Schon bisher habe die Schweiz in den Sonderorganisationen an der Lösung grosser Aufgaben engagiert und sachkundig mitgearbeitet. Daher freue er sich, das dass Land nun auch bei den politischen Gremien mitmachen könne.

«Die Schweiz bringt ja da das Ansehen ein, das sie sich in Jahrhunderten durch eine gewisse Grundeinstellung des Ausgleichs, der Neutralität, der Toleranz und des aktiven Schutzes für Kriegsopfer erworben hat. Das sind Tugenden auf die sie Schweizer, das sage ich als Deutscher, stolz sein können und welche die UNO insgesamt bereichern werden bei ihrer Arbeit.»

Italien: Gut fürs Image

Positiv äusserte sich auch Italiens Regierung. Antonio Tajani, Chef der Forza Italia Fraktion im Europaparlament: «Die Schweiz hat immer geholfen, Frieden zu stiften. Und von jetzt an ist sie nicht mehr fern vom internationalen Geschehen. Sie wird zu einem der grossen Protagonisten.»

Tajani zeigte sich gegenüber swissinfo überzeugt, dass dieser Entscheid das Image der Schweiz verbessern werde.
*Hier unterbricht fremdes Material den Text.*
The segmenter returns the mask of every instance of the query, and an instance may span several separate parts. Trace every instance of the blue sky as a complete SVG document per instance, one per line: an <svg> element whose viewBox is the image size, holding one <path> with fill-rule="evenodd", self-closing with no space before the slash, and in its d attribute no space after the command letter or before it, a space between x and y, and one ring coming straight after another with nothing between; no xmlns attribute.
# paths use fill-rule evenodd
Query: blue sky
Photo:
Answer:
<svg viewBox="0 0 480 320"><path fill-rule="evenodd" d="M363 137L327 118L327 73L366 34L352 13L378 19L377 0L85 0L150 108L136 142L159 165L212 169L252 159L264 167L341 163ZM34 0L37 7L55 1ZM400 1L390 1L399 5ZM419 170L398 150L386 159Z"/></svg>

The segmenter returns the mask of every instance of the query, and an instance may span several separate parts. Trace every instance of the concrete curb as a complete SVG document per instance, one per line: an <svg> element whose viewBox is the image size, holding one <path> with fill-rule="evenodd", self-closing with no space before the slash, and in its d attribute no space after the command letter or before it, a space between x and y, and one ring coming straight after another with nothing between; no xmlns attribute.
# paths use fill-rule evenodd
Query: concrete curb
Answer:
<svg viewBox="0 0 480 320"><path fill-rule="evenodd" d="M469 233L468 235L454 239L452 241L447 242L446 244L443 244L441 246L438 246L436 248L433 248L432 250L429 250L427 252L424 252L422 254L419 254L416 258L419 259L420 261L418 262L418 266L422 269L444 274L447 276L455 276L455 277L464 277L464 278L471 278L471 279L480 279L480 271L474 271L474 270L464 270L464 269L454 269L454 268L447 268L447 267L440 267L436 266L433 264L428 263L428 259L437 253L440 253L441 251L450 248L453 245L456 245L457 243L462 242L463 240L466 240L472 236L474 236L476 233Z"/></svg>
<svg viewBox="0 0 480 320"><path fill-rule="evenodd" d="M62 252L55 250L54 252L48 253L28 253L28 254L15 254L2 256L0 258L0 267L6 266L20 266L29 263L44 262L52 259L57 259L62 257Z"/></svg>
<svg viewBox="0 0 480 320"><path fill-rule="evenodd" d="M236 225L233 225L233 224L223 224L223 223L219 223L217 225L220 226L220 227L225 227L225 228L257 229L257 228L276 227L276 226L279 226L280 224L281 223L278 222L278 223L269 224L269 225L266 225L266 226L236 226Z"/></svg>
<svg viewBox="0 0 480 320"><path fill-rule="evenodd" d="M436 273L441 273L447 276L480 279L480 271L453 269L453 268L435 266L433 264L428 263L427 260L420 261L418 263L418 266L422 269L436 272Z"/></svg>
Auch in Italien selbst, wo es mit der Schweiz momentan wegen dem nicht unterzeichneten Rechtshilfeabkommen Probleme gebe – die aber überwindbar seien.

Britische Medien zitierten Aussenminister Jack Straw mit der Aussage: «Diese historische Entscheidung stellt eine der ältesten Demokratien dort hin, wo sie hingehört: Ins Herz der globalen Entscheidfindung.» Grossbritannien freue sich auf die Schweiz als Partnerin für die neuen Aufgaben der UNO.

Etwas Wehmut beim Vatikan …

«Also persönlich tut es mir leid, weil wir in den 15 Jahren so gut gemeinsam gefahren sind», kommentierte Monsignor Renato Martino, UNO-Vertreter des Vatikan in New York, den positiven UNO-Entscheid. «Aber für die Schweiz ist es besser so».

Martino, der im Verlauf seiner Uno-Tätigkeiten mit vier Schweizer Beobachtern zusammengearbeitet hatte, erklärte weiter, die Schweiz werde künftig ihre UNO-Arbeit viel effizienter anpacken. «Mit der Stimme eines Vollmitglieds versehen, kann sie sich ihre bisher bloss als Beobachter geleistete Arbeit ganz anders anerkennen lassen.»

… und Freude bei Schweizer Kolonien

Mit Freude und Erleichterung reagierte Elisabeth Michel, Präsidentin des Dachverbands der Schweizer Vereinigungen in Deutschland, auf den Ausgang der Abstimmung. «Die Schweiz ist also doch in der Lage, sich nach aussen zu öffnen», erklärte die Auslandschweizerin auf Anfrage.

«Ein Nein wäre peinlich gewesen», so Michel weiter, «wir wären in einen grossen Erklärungsnotstand geraten.» Sie gehe davon aus, dass ein Grossteil der Schweizer und Schweizerinnen in Deutschland für den Beitritt gestimmt hätten.

In Norditalien verwies der Präsident der «Società svizzera di Milano», Gottfried Goetz, darauf, dass die Schweizer Gemeinde in Mailand Befürworter und Gegner umfasste. «Einige Mailand-Schweizer haben gegen den UNO-Beitritt gestimmt, da sie fürchten, gewisse traditionellen Schweizer Werte zu verlieren.» Gegenüber swissinfo führt Goetz die Furcht vor zusätzlichen Aufwendungen, vor dem Abbau der Neutralität und der Souveränität des Landes auf.

Aufnahme im September

Bis die Schweiz tatsächlich UNO-Mitglied wird, dauert es noch einige Monate. Erst nach der amtlichen Absegnung des Abstimmungsresultates kann die Regierung das Beitrittsgesuch nach New York schicken. Die UNO-Generalversammlung dürfte voraussichtlich am 10. September den Beitritt gutheissen.